Se ocorrer de novo, a sorte pode não sorrir. Em queda livre, os dados de julho de 2019 mostram que temos em estoque apenas 660 mil toneladas de milho, 88% menos que em 2010.
Sem alternativas
Em um documento do começo deste ano, a Superintendência de Abastecimento Social se opõe ao fechamento de unidades. E recorda que a rede própria é fundamental para a população de baixa renda, tendo distribuído 2,3 milhões de cestas básicas entre 2015 e 2018. Até agosto de 2019, indígenas e quilombolas receberam 155 mil cestas básicas, um terço do que foi distribuído no ano passado, quando o programa já vinha em declínio. “A Conab, nesse sentido, é a primeira alternativa e, quiçá, a única, capaz de garantir capilaridade suficiente para assistência aos demais órgãos governamentais envolvidos”, adverte o documento.
O parecer recorda ainda que a existência de armazenagem privada, elemento central da argumentação pelo fechamento, não é garantia de nada. Nessas estruturas, segundo a superintendência, há maior risco de desvios e perdas de grãos, além de tratamentos com inseticidas sem o devido controle. Mais complicado, há a concorrência com as culturas rentáveis: um pequeno produtor não tem como competir por espaço com um latifundiário que produz soja. A falta de um lugar para estocar grãos o forçará a vender tudo de uma vez e no pico da safra, rebaixando preços.
Outro documento, produzido em novembro de 2018 pela Superintendência de Armazenagem, busca demonstrar que mesmo estoques estratégicos podem ser depositados em armazéns privados. Mas admite que há uma “limitação quantitativa” em certas áreas, em especial no Nordeste, ou seja, onde não há rede privada com capacidade de absorver a produção. E adverte que retirar alimentos de espaços privados, caso algo dê errado, pode ser demorado. A punição em caso de violação de regras é inútil: descredenciar um armazém privado deixa ainda mais grave o déficit de estocagem.
No Nordeste, o fechamento foi mais sutil. Porém não menos importante. A unidade João Câmara, no Rio Grande do Norte, movimentou 15 mil toneladas entre 2015 e 2018, num total de 4.700 agricultores. Agora, restarão duas unidades, em Natal, distante para pequenos produtores do interior. Entre Rios, na Bahia, movimentou 12,2 mil de toneladas no período. Estratégica para o Oeste baiano, Santa Maria da Vitória também entrou na faca.
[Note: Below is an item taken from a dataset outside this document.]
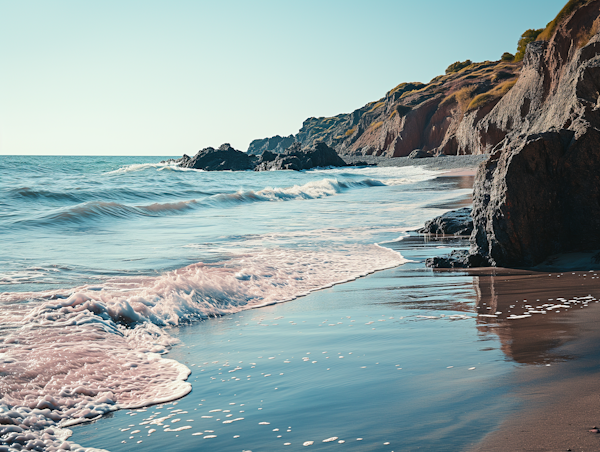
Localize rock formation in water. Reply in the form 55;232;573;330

Em torno de 3.500 famílias eram beneficiadas com a distribuição de alimentos.
No Mato Grosso do Sul, Dourados é vista como uma das cidades mais afetadas. Alceu Júnior, secretário municipal de Agricultura Familiar, lembra que os programas públicos vêm perdendo fôlego nos últimos anos. “Já vinha a conta-gotas num processo informal de desativação e, agora, caminha para consolidar”, diz. “Uma situação dessas impacta toda a cadeia. A cadeia tem que se reinventar. O produtor, os insumos e a comercialização nas feiras livres deixa de fomentar. Porque querendo ou não, quem produz para atender o PAA não atende só isso. O PAA permite se capitalizar e produzir um pouco além disso para a comercialização local.”
No mesmo estado, Chapadão do Sul oferece uma fotografia do futuro de Dourados. Joeder Pereira de Paula, presidente do Sindicato da Agricultura Familiar local, recorda que a Conab chegou a ter duas estruturas na cidade. “O pagamento é muito mais fácil com a Conab. A gente tinha boas vantagens. E, com a atuação privada, isso muda. Os preços são maiores e as oportunidades são menores do que a gente tinha. Num todo, acabou prejudicando o pequeno produtor.”